La veille du baccalauréat, elle l’invita dans son modeste studio d’étudiant, lui donna quelques conseils et lui souhaita, suivant la coutume, un « merde » assorti d’un baiser appuyé sur la commissure des lèvres, qui amplifia singulièrement le rythme cardiaque de Philippe.

Pour sa réussite à l’écrit Myriam lui offrit un vrai baiser d’amour, celui qui soude les lèvres et, découverte pour Philippe, celui qui anime les langues. L’étreinte dura ; Philippe s’enhardit, laissa errer ses mains sur la robe d’intérieur dont le tissu fin tissu lui laissa entrevoir qu’elle ne portait rien en dessous. Il osa, au risque d’une irrémédiable rebuffade, caresser le buste magnifique qui le fascinait depuis quelques semaines.

Il n’y eut pas de rebuffade mais un  « viens »  qui se termina sur le cosy. Philippe découvrit alors le monde, nouveau pour lui, du plaisir charnel auquel, avec maestria, la sensuelle Myriam l’initia. Et les jours suivants on se retrouva à maintes reprises pour vivre à nouveau d’inoubliables moments.

***

Cette belle aventure prit fin de façon inattendue.  Un jour, Philippe trouva porte close et il apprit que Myriam avait quitté les lieux sans donner plus de précisions sur ses projets à venir.

Philippe fut très affecté par cette fuite inexpliquée. Avec le temps, la peine s’estompa, certes, mais le souvenir de ce premier amour resta ancré en lui. Il poursuit sa vie, fit de brillantes études supérieures et exerça dans divers pays étrangers son savoir d’ingénieur des Arts et Métiers.

 

Quelques 20 ans plus tard, lors d’un passage en France, il tint à revoir le lycée de sa jeunesse et le square qui le jouxtait. Les marronniers séculaires avaient pris de l’extension, les bancs avaient été changés pour faire place à des éléments plus modernes et plus confortables.

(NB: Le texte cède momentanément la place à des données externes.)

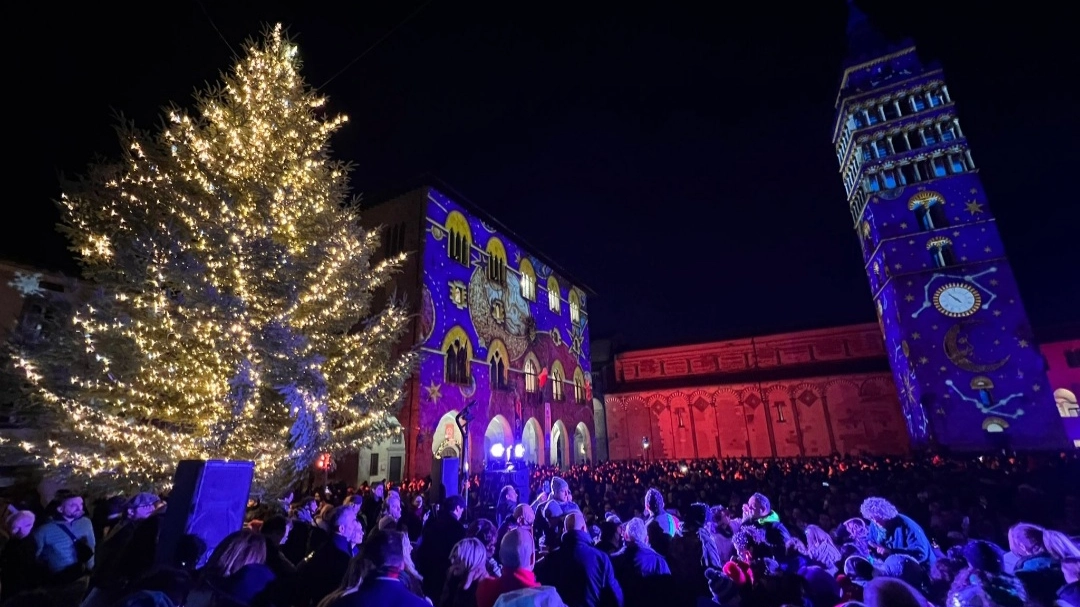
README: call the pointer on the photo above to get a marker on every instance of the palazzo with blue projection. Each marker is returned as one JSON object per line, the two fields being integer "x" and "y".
{"x": 963, "y": 358}
{"x": 496, "y": 325}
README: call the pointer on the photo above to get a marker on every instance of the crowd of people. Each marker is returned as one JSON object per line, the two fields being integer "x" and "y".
{"x": 958, "y": 531}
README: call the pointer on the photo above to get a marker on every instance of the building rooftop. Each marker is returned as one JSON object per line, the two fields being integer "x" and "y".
{"x": 431, "y": 181}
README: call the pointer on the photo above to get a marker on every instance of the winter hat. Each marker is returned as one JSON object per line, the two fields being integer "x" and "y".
{"x": 739, "y": 572}
{"x": 821, "y": 587}
{"x": 724, "y": 590}
{"x": 557, "y": 484}
{"x": 697, "y": 514}
{"x": 859, "y": 570}
{"x": 984, "y": 555}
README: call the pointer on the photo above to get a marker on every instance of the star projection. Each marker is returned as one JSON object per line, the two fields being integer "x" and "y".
{"x": 231, "y": 311}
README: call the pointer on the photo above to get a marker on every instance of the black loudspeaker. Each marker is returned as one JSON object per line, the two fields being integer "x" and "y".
{"x": 208, "y": 500}
{"x": 496, "y": 480}
{"x": 444, "y": 479}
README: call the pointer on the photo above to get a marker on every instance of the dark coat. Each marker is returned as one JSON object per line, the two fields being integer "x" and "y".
{"x": 582, "y": 575}
{"x": 903, "y": 536}
{"x": 432, "y": 556}
{"x": 321, "y": 572}
{"x": 380, "y": 592}
{"x": 775, "y": 534}
{"x": 644, "y": 576}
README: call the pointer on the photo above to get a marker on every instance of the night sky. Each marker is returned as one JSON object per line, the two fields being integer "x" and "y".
{"x": 674, "y": 159}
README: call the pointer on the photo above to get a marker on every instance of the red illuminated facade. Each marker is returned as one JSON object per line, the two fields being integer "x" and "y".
{"x": 808, "y": 393}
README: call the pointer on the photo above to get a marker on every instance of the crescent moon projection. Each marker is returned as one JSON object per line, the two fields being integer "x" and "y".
{"x": 960, "y": 355}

Il aperçut une magnifique jeune fille, seule,  qui lisait sur l’un d’eux. Cela engendra chez lui, un moment de nostalgie : il fut envahit par les souvenirs vieux de deux décennies.  Triste, il s’empressa de quitter le lieu, frappé par une indicible mélancolie.

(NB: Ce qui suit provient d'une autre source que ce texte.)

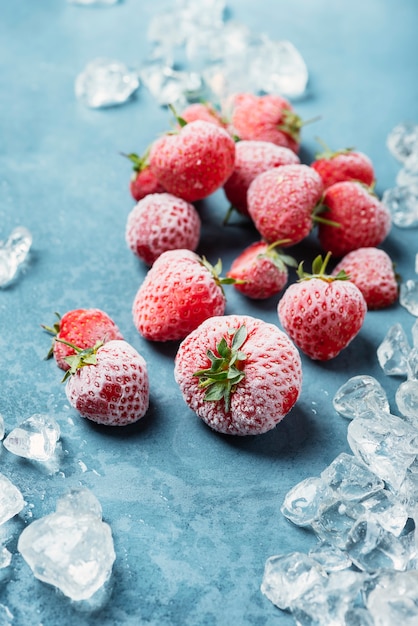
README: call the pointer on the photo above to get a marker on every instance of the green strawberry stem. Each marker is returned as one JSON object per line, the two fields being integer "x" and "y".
{"x": 220, "y": 380}
{"x": 319, "y": 266}
{"x": 88, "y": 356}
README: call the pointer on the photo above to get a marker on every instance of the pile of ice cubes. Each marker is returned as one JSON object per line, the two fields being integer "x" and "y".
{"x": 196, "y": 53}
{"x": 362, "y": 509}
{"x": 71, "y": 548}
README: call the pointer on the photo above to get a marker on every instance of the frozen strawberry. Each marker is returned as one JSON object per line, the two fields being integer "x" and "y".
{"x": 193, "y": 162}
{"x": 161, "y": 222}
{"x": 364, "y": 221}
{"x": 282, "y": 201}
{"x": 251, "y": 159}
{"x": 239, "y": 374}
{"x": 143, "y": 181}
{"x": 202, "y": 111}
{"x": 266, "y": 118}
{"x": 372, "y": 271}
{"x": 260, "y": 271}
{"x": 108, "y": 383}
{"x": 180, "y": 291}
{"x": 83, "y": 328}
{"x": 341, "y": 165}
{"x": 322, "y": 314}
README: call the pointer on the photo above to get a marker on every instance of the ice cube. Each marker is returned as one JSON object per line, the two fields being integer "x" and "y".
{"x": 70, "y": 549}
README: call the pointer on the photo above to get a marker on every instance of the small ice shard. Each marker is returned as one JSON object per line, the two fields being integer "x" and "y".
{"x": 372, "y": 548}
{"x": 13, "y": 254}
{"x": 11, "y": 500}
{"x": 408, "y": 296}
{"x": 394, "y": 598}
{"x": 71, "y": 549}
{"x": 288, "y": 576}
{"x": 305, "y": 501}
{"x": 402, "y": 141}
{"x": 394, "y": 350}
{"x": 350, "y": 479}
{"x": 359, "y": 395}
{"x": 35, "y": 438}
{"x": 402, "y": 203}
{"x": 105, "y": 83}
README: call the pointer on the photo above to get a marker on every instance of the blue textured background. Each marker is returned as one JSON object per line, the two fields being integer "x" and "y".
{"x": 194, "y": 514}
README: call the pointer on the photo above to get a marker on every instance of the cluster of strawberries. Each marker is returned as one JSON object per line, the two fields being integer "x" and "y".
{"x": 240, "y": 374}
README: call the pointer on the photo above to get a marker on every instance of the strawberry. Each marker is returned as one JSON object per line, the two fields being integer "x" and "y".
{"x": 179, "y": 291}
{"x": 363, "y": 220}
{"x": 260, "y": 271}
{"x": 108, "y": 383}
{"x": 161, "y": 222}
{"x": 322, "y": 314}
{"x": 143, "y": 181}
{"x": 193, "y": 162}
{"x": 266, "y": 118}
{"x": 253, "y": 158}
{"x": 372, "y": 271}
{"x": 281, "y": 202}
{"x": 346, "y": 164}
{"x": 202, "y": 111}
{"x": 83, "y": 328}
{"x": 239, "y": 374}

Philippe ne sut jamais que cette jeune lectrice était sa fille. 

Raimondo – 2018

  1. Romera dit :

    Une chouette nouvelle que ce: « Mardi ». Un délicieux récit, un ton inhabituel de la part de Raimondo. Décidément, ce joyeux drille excelle dans tous les genres.

  2. Oswaldo LONG dit :

    Jolie nouvelle ce « Mardi ». Un peu nostalgique mais très agréable à lire. Bravo Raimondo!